Let's dive right in.
Picking Your Water Garden Plants
Not only should you consider beauty when you are picking your plants, but you must also remember that plants provide another, more important value to your garden, biological life.
Biological life helps maintain your pool by doing what they would do in nature.
Be sure to pay attention to your climate and area. Some water garden plants simply cannot survive in certain conditions, so it is wise to do your research before hand.
What You Can and Can't Have
Talking with your local dealer will give you some idea of what plants you can and cannot have in your pond.
Pretty much everyone with a tropical water garden will want a Lotus plant because the beauty is simply unmatched by other flowers.
Lotus plants provide beautiful blooms, and a smell that is unmatched.
Water Garden Plants and Temperature
However, unless you live in an area that sustains temperatures higher then 65 degree Fahrenheit, you will need to have to have a place to house your Lotus plants during the colder months.

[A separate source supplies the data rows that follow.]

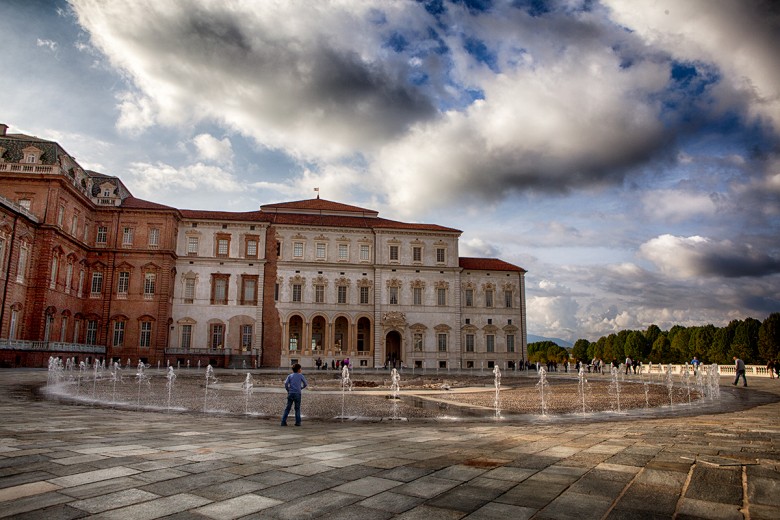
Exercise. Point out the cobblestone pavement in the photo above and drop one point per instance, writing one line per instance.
(61, 461)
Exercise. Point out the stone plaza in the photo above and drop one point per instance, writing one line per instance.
(60, 460)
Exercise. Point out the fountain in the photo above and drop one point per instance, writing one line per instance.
(171, 376)
(247, 386)
(543, 387)
(210, 379)
(142, 379)
(395, 388)
(497, 399)
(685, 378)
(346, 384)
(614, 387)
(582, 387)
(670, 384)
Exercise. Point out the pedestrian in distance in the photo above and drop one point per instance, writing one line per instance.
(294, 384)
(740, 367)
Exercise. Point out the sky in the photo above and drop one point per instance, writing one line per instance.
(626, 153)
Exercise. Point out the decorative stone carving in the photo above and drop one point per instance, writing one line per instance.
(394, 319)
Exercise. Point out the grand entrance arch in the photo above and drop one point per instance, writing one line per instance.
(393, 349)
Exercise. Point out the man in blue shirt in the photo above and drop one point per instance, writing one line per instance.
(294, 384)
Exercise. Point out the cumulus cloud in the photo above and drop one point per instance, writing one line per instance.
(700, 256)
(148, 180)
(210, 148)
(739, 36)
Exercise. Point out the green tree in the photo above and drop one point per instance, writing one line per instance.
(745, 342)
(680, 352)
(661, 351)
(580, 349)
(769, 337)
(635, 344)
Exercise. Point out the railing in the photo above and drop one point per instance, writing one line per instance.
(50, 346)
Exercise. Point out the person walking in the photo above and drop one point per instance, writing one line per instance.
(740, 366)
(294, 384)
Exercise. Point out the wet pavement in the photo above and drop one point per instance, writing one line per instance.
(60, 460)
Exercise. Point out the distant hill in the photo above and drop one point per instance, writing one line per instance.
(533, 338)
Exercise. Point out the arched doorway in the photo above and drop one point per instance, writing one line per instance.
(393, 349)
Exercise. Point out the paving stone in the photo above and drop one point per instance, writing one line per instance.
(113, 500)
(689, 508)
(237, 507)
(716, 484)
(392, 502)
(495, 511)
(367, 486)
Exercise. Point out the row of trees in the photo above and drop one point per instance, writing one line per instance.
(751, 340)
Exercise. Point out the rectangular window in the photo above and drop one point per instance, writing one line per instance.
(97, 284)
(189, 290)
(102, 235)
(442, 342)
(186, 336)
(150, 280)
(192, 246)
(127, 237)
(91, 338)
(220, 290)
(249, 290)
(123, 284)
(223, 245)
(68, 276)
(54, 264)
(217, 336)
(119, 333)
(145, 337)
(21, 271)
(246, 337)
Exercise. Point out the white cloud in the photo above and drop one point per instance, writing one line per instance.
(740, 37)
(677, 205)
(147, 180)
(49, 44)
(210, 148)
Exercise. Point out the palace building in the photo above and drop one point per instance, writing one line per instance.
(91, 272)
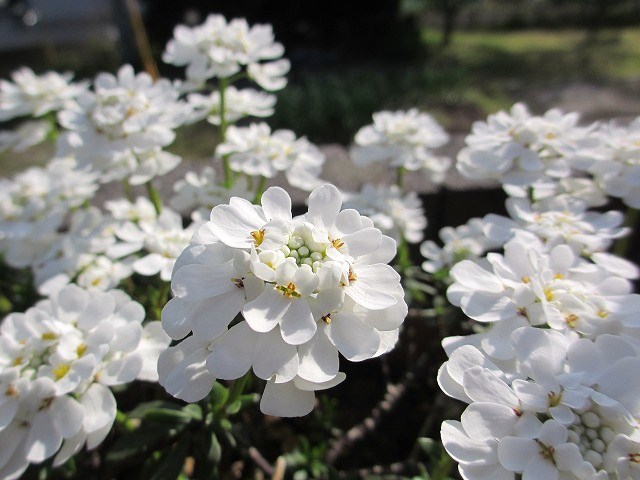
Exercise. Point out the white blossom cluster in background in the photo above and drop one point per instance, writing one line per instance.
(550, 374)
(551, 380)
(307, 287)
(58, 361)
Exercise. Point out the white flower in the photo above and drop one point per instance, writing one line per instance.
(56, 364)
(307, 288)
(558, 221)
(201, 192)
(399, 216)
(466, 242)
(220, 49)
(30, 94)
(617, 167)
(403, 139)
(256, 151)
(163, 239)
(238, 104)
(521, 150)
(25, 136)
(120, 127)
(577, 387)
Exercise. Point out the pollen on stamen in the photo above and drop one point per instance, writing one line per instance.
(258, 237)
(11, 391)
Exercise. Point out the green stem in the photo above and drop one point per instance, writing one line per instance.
(228, 174)
(124, 420)
(400, 177)
(154, 197)
(260, 190)
(622, 247)
(128, 191)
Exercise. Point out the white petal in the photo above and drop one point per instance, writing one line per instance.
(297, 325)
(231, 356)
(318, 359)
(273, 356)
(354, 339)
(276, 203)
(264, 313)
(285, 400)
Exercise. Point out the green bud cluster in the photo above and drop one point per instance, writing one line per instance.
(303, 253)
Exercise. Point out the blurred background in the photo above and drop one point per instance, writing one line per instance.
(457, 59)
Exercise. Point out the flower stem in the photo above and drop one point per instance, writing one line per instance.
(400, 177)
(228, 174)
(154, 197)
(623, 245)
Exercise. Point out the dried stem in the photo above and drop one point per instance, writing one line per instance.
(393, 394)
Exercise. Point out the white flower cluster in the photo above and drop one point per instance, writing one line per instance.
(403, 139)
(120, 128)
(465, 242)
(399, 216)
(33, 95)
(34, 205)
(307, 288)
(58, 361)
(257, 151)
(201, 192)
(567, 408)
(551, 155)
(549, 385)
(218, 48)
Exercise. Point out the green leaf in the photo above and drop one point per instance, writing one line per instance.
(215, 450)
(172, 462)
(170, 416)
(143, 439)
(234, 407)
(140, 410)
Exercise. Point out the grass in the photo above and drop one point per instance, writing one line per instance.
(479, 73)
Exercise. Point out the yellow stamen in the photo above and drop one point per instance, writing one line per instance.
(61, 370)
(258, 237)
(81, 349)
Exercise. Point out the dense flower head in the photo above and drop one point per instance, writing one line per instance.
(552, 287)
(616, 167)
(566, 409)
(403, 139)
(308, 288)
(465, 242)
(160, 240)
(218, 48)
(257, 151)
(34, 205)
(57, 363)
(558, 221)
(522, 150)
(36, 95)
(238, 104)
(397, 215)
(200, 192)
(121, 126)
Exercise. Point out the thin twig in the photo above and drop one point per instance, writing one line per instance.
(260, 461)
(393, 394)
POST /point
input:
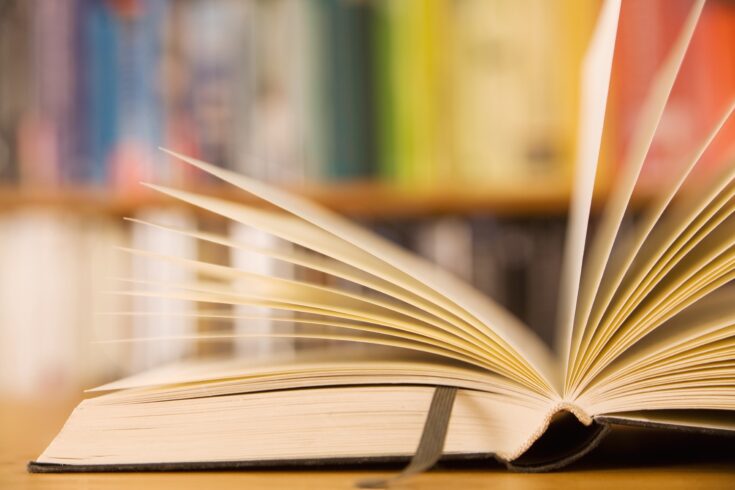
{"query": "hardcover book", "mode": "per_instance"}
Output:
(646, 330)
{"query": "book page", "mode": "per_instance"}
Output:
(656, 244)
(621, 193)
(688, 257)
(596, 69)
(389, 262)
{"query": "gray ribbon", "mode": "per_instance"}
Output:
(431, 445)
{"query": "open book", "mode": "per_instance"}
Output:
(647, 331)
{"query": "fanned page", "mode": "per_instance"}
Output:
(595, 84)
(424, 311)
(654, 325)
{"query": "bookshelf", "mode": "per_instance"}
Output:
(356, 199)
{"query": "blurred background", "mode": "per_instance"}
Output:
(448, 126)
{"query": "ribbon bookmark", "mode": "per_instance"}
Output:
(431, 445)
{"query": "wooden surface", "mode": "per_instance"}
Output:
(627, 462)
(357, 199)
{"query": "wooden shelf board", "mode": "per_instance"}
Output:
(358, 199)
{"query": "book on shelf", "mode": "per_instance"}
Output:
(646, 330)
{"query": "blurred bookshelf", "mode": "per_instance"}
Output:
(370, 200)
(446, 126)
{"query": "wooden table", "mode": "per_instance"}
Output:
(628, 462)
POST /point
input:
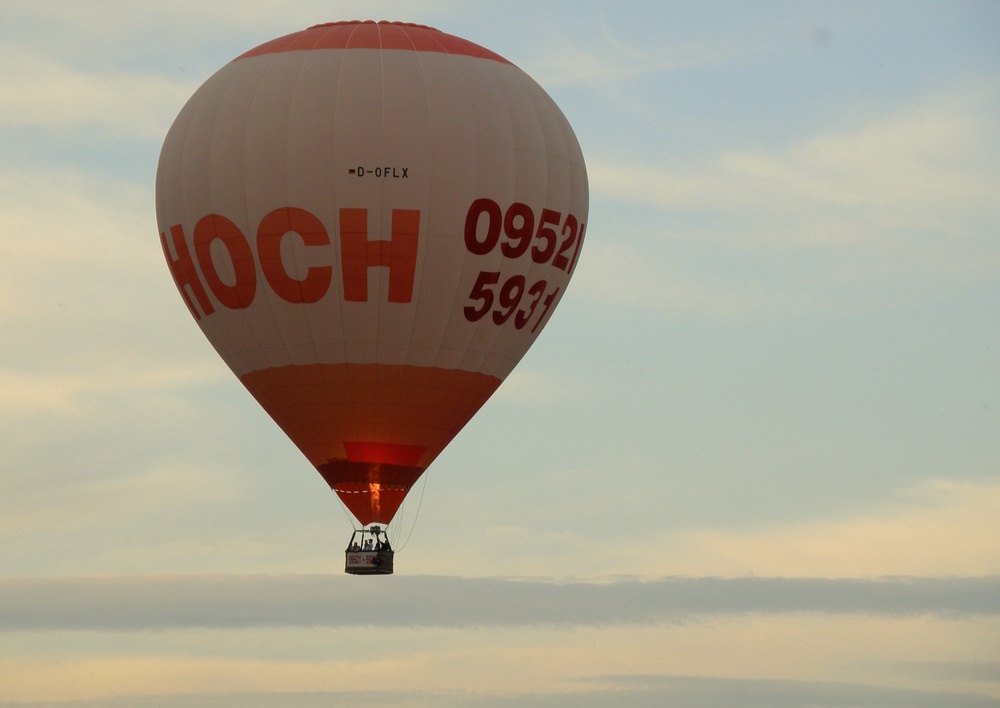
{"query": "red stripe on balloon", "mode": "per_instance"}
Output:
(374, 35)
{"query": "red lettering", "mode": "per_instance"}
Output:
(399, 254)
(273, 228)
(183, 271)
(214, 227)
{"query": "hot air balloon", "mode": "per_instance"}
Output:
(371, 222)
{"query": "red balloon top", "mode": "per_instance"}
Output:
(368, 34)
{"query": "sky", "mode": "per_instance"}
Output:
(753, 459)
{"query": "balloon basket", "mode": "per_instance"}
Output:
(368, 554)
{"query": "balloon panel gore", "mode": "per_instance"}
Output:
(372, 491)
(370, 429)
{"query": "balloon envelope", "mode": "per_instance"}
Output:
(371, 223)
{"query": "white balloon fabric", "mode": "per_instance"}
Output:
(371, 223)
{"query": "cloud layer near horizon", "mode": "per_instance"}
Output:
(141, 603)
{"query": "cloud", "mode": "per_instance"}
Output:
(625, 691)
(140, 603)
(939, 527)
(889, 207)
(54, 95)
(918, 168)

A greenhouse setup specifically for water garden plants will work the best.
Lotus plants require soil, and a large amount of sunlight. They should be planted in water about 2 to 3 feet deep during the warmer months, and indoors during the colder months.
If you simply do not have the time to plant and maintain your water garden’s foliage, or you are somewhat lazy when it comes to gardening, you may want to consider adding Water Hyacinths.

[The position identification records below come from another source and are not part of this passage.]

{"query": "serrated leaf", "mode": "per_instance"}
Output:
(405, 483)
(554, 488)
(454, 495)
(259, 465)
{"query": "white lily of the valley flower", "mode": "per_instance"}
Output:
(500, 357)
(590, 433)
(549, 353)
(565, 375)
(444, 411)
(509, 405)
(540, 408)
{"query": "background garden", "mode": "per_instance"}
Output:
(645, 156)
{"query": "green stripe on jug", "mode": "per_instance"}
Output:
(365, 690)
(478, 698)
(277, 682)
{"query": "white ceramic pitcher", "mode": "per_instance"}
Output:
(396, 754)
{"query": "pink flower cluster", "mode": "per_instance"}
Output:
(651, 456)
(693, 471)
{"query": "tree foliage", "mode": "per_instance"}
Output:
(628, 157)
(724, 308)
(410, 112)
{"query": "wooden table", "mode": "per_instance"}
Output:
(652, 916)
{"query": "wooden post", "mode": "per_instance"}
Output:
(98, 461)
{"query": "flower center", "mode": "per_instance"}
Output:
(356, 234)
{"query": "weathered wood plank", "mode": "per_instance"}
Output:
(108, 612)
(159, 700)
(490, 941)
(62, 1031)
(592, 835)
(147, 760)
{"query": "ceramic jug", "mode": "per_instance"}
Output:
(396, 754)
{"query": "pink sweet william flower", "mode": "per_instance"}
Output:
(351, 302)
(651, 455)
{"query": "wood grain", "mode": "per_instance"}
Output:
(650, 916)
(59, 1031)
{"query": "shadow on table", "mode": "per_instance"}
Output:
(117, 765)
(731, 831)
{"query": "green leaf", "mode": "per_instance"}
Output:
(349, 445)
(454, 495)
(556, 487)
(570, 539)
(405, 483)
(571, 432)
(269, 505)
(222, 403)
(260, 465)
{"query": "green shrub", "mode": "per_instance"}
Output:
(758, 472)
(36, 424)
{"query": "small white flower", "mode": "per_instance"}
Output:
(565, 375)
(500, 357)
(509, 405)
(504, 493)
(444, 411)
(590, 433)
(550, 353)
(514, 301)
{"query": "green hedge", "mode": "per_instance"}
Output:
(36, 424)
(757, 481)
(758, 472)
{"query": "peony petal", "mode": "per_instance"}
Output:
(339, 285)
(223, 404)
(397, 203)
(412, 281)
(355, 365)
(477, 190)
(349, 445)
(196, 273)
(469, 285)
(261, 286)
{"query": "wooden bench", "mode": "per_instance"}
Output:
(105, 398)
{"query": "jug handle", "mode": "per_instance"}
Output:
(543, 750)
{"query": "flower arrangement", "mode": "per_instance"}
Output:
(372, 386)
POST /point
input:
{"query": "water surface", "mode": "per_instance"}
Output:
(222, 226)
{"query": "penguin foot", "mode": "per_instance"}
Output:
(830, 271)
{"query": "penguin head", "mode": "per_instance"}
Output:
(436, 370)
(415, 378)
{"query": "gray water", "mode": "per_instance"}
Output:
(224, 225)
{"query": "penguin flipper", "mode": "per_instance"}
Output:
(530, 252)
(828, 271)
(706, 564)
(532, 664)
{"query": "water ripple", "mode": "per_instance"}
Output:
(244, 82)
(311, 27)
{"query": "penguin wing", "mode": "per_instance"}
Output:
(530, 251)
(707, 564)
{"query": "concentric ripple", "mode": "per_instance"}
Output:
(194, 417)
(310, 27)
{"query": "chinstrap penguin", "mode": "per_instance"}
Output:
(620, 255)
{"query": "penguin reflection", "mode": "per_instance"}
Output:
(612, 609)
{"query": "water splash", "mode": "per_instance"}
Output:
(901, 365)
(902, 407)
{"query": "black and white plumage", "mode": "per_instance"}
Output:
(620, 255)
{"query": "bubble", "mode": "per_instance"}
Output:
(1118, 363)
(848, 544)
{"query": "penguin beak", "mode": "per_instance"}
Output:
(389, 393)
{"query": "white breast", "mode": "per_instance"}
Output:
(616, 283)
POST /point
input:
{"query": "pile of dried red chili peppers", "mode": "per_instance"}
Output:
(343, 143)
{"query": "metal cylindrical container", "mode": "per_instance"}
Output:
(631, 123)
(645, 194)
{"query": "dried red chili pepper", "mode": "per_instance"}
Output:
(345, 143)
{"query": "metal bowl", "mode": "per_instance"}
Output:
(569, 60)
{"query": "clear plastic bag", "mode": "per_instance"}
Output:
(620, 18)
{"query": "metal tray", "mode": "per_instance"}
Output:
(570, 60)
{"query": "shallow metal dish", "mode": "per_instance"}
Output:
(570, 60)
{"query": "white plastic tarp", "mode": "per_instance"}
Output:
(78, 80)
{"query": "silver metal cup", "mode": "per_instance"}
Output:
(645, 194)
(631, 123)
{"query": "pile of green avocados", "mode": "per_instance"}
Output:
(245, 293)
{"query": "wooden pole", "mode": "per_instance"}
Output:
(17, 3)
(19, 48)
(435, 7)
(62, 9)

Water hyacinths have become very popular recently because of their simplicity. They do not require any type of soil or planting, you simply throw them into the water.
Only minimal time is needed to anchor them down so that they do not float all over the pond freely.
Water Hyacinths are not only pretty, but are also very functional as well. These water garden plants aid in the fight against both algae and blanket weeds.
One downside to having Water Hyacinths is the fact that they will take over your pond and yard if you allow them.
Water hyacinths are very invasive, and will spread if allowed. In extreme cases, they may even jump the fence and take over the neighbors yard as well.
Water Garden Plants and Infestations
Once water hyacinths have caused this kind of infestation, it is notoriously difficult to get rid of them.
Hidden But Functional Plants
Alternatively, you may want to consider investing in water garden plants that are not necessary seen. These plants live below the water line, and provide many needed functions to your pond.
Some help you battle algae, put oxygen back into the water, or feed your fish for you.
You can find these plants in bundles at your local pet store or Koi dealer.
No Additional Support
The majority of underwater water garden plants will not need additional support during the winter. So once you place them in the water, you may not think twice about them again.
However, the benefits that you gain from having these types of water garden plants make up for the fact that you are not able to actually see them.